I've heard of women having problems of uncontrolled passing of gas or stool after delivery.
After vaginal delivery, some women do have difficulty holding their stool or gas. It occurs much more commonly after injury to the anal sphincter muscle, even if that injury is surgically repaired at the time of delivery, than it does if there is no tearing of the muscle.
Ultrasound imaging in one study demonstrated separated anal sphincter muscles in 40% of the women with obstetric anal sphincter lacerations, despite repair at the time of delivery but it also demonstrated sphincter lacerations 20% of the time that were apparently unrecognized at the time of delivery.

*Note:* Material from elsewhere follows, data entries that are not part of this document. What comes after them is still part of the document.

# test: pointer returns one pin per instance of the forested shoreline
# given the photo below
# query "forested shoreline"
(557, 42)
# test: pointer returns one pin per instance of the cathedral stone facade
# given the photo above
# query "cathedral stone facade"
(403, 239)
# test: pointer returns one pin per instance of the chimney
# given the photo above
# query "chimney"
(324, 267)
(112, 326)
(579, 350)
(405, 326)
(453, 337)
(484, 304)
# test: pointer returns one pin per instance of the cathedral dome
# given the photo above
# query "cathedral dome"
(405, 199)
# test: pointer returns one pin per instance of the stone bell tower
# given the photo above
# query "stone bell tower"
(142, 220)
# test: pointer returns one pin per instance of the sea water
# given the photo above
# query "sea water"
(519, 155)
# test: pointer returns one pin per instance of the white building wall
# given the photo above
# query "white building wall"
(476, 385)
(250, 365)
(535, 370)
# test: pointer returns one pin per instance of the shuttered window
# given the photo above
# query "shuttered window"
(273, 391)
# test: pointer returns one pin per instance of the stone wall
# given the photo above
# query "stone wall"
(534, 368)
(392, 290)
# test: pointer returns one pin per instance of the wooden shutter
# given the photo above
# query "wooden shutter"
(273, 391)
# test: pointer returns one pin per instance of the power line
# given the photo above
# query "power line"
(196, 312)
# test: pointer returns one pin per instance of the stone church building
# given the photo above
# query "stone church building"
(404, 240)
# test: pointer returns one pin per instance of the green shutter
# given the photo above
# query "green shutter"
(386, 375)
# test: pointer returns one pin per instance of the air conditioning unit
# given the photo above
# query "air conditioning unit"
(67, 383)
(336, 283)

At 4 months after delivery continued anorectal dysfunction was reported by 43% of subjects in the laceration group versus only 7% of the control subjects.
Recent studies suggest that the incidence of anal dysfunction as measured by ultrasound and anal pressure measurements is 8.7% but only 1-2% admit to significant symptoms.

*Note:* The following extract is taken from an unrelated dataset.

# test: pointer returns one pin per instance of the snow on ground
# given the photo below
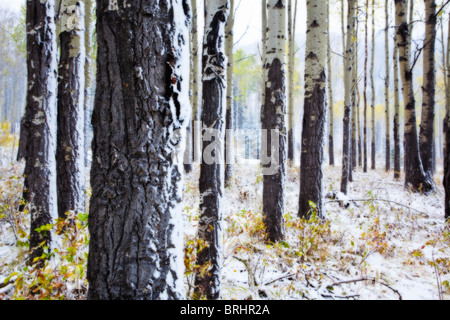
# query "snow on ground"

While incontinence of stool is not frequent, passing gas from the rectum involuntarily may happen as often as 26% of the time in some groups of women after delivery.
What about vaginal opening looseness or pelvic prolapse after delivery?
This is a common concern that both women and their partners have about delivery. Unfortunately there is almost no data concerning to what degree the vaginal opening is significantly loosened on a permanent basis.
Similarly there is a lack of studies determining how many women develop pelvic organ prolapse after delivery. No one even knows if episiotomy and repair results in less long term vaginal gaping.
Most investigators agree that postpartum perineal muscle strengthening exercises such as Kegel exercises, will help restore perineal tone. They have even been shown to decrease the incidence of urinary incontinence but they need to be carried on for at least several months.